A recent surprisingly positive study on the effects of global warming has uncovered a strange fact. We may cry over Antarctic melting, but penguins love it! How can this be? Well, if we’re to ignore the other long term dangers to them, they are getting more food! And how could they not like that?
Global warming has one too many bad consequences. They are impossible to list here due to their numbers. However, it seems that there are some animals out there in the open world that are actually doing well with, and we can’t blame them.
Just as real estate agents go bananas when the prices go up, so do penguins when the water levels go up. At least they might, if they knew what that actually means for them.

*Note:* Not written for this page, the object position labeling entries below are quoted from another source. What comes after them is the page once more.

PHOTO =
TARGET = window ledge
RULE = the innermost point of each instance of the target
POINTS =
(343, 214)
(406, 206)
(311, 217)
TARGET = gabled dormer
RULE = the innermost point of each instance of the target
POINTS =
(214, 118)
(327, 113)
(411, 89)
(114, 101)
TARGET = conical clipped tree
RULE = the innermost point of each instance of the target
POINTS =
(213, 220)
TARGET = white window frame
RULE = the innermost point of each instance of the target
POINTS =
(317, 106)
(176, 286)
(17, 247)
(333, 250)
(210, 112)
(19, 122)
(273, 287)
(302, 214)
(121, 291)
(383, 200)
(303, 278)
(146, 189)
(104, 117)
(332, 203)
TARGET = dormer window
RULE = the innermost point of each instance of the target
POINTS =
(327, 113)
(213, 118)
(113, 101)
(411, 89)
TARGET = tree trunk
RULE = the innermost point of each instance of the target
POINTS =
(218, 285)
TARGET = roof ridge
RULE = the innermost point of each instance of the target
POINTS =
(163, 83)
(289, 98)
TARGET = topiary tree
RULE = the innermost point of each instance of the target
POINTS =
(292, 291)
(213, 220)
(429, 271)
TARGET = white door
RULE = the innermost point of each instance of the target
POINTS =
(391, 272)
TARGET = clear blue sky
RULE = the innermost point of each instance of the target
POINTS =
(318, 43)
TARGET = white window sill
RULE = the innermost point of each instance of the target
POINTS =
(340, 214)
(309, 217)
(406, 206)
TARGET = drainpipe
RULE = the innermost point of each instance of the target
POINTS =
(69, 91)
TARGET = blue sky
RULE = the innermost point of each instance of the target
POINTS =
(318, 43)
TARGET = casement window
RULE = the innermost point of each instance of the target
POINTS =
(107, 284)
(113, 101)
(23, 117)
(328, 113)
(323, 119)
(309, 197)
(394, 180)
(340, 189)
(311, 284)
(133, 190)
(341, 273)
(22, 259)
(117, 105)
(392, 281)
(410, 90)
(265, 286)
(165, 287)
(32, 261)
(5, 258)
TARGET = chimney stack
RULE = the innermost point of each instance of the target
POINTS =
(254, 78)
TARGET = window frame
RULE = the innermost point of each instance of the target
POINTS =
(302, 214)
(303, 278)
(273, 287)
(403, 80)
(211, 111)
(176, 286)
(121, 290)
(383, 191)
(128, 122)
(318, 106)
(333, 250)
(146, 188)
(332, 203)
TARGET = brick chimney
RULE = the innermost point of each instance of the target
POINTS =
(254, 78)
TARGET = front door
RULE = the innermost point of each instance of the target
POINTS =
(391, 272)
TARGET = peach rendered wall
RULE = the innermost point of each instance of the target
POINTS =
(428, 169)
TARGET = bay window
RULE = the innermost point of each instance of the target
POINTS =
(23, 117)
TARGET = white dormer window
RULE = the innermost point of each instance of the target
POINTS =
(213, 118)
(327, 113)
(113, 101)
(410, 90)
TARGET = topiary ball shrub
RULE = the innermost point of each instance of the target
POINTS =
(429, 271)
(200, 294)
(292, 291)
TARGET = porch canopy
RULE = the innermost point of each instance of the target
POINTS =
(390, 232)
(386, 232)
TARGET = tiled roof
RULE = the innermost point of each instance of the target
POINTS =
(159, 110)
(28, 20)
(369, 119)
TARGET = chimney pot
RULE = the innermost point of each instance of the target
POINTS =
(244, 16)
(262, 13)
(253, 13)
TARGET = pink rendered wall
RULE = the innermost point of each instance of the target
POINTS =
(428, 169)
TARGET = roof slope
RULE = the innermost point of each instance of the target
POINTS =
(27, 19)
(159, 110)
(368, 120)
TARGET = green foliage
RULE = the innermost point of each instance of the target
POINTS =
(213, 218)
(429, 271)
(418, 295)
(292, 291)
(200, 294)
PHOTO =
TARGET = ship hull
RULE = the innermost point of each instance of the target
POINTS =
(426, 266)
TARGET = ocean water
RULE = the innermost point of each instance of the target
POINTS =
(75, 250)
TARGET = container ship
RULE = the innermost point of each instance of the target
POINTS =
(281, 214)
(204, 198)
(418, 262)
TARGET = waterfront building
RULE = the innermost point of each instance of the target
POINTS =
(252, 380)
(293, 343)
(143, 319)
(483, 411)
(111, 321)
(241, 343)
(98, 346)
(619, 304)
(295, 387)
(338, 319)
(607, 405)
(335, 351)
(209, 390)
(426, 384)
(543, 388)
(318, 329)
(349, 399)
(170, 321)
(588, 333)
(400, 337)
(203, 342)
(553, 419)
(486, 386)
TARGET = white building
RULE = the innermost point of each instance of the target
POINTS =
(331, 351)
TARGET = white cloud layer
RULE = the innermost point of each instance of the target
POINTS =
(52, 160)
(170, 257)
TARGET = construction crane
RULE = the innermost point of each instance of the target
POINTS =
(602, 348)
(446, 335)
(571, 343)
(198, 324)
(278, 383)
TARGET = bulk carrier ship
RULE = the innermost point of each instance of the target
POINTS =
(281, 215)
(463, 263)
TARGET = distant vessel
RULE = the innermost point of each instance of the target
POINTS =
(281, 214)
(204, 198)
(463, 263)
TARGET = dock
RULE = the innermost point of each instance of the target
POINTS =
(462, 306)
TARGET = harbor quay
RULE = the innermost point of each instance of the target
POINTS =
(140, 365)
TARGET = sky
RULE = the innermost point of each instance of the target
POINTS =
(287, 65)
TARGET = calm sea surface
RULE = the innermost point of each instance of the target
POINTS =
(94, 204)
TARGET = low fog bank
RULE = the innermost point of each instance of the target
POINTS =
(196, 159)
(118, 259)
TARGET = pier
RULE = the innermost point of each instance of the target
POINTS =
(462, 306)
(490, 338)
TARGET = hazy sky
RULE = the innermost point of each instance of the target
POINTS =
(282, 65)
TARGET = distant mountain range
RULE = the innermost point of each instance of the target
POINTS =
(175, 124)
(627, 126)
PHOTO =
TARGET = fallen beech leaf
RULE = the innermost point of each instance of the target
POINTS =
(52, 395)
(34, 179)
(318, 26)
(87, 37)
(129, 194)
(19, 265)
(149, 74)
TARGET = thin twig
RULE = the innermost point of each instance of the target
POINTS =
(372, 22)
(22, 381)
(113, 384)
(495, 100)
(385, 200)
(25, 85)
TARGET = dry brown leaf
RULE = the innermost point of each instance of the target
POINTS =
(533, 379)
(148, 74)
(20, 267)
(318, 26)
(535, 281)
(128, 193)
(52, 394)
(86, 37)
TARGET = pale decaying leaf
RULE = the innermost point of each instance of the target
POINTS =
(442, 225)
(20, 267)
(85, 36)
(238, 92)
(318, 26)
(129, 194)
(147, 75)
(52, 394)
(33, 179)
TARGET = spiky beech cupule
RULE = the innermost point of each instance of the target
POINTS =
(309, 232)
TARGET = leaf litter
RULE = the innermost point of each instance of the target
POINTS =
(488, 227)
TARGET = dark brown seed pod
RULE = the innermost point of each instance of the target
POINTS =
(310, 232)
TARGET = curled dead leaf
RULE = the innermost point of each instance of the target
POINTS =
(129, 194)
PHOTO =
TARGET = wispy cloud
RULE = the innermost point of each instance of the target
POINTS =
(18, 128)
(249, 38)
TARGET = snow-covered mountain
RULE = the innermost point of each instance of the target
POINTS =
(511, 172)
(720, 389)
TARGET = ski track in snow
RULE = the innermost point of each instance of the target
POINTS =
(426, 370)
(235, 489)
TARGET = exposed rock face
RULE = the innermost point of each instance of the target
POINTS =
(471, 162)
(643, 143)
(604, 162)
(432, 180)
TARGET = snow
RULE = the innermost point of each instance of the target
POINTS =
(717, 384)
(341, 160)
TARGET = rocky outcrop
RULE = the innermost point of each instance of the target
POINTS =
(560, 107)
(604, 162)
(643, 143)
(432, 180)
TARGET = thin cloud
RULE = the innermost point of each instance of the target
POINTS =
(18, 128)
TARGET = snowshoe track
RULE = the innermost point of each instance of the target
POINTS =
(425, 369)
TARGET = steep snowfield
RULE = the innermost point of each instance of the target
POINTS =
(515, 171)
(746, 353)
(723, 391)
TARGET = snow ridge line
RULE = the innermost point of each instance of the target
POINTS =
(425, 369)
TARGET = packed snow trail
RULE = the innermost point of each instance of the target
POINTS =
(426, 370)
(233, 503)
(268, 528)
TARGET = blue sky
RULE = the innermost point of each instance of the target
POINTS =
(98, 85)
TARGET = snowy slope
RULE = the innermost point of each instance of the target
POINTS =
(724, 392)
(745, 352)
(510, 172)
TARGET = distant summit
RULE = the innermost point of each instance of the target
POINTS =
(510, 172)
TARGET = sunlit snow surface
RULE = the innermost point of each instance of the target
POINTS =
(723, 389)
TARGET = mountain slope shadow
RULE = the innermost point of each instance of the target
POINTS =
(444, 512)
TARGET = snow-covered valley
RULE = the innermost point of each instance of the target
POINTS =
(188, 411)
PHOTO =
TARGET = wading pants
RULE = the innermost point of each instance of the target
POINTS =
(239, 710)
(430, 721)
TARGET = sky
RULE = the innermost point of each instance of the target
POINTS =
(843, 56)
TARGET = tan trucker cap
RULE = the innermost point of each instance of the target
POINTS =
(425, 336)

This recent find, published in the Oceans issue of the Journal of Geophysical Research, has some interesting implications. Now, some of you may know that the Antarctic continent is pretty much a ginormous megastructure of ice. And due to recent turnouts in climate change, the continents itself, its ice sheets, its glaciers – are all melting. And humans are looking at this with an uncomfortable look on their faces.
It’s a signal of the worsening effects of greenhouse gas emissions. Climate change denial is actually backing down, since their main argument in the past was the fact that Antarctica was still OK. Well not it’s not. But the surprise good news is that, all that freshwater being dumped into the ocean is filling it with iron. Iron, as the biologists might know, is the most important part in the diet of phytoplankton.
Phytoplankton is on the lowest of the low levels of the food chain in the oceans. It itself is the main component of the diet of krill, fish, and other organisms. And who eats fish, krill and other sea-dwelling small organisms? The answer should be obvious by now: penguins. But not only, whales and seals also.
The researchers from Stanford University used satellite imagery to look at polynyas, or portions of water which are teeming with life, due to their warmness, by comparison with other parts of the ocean. In the Antarctic region, there are 46 such zones. In and around this zones, fish are everywhere, as are penguins and seals, which need big populations of fish to survive.
To the scientists’ great shock, a big 60% of the boom in life in the polynyas was due to the surrounding glaciers melting. However, the scientists need more time to confirm their results, as they only had satellite images of the areas, since getting to such remote, inhospitable areas would be incredibly hard, if not impossible.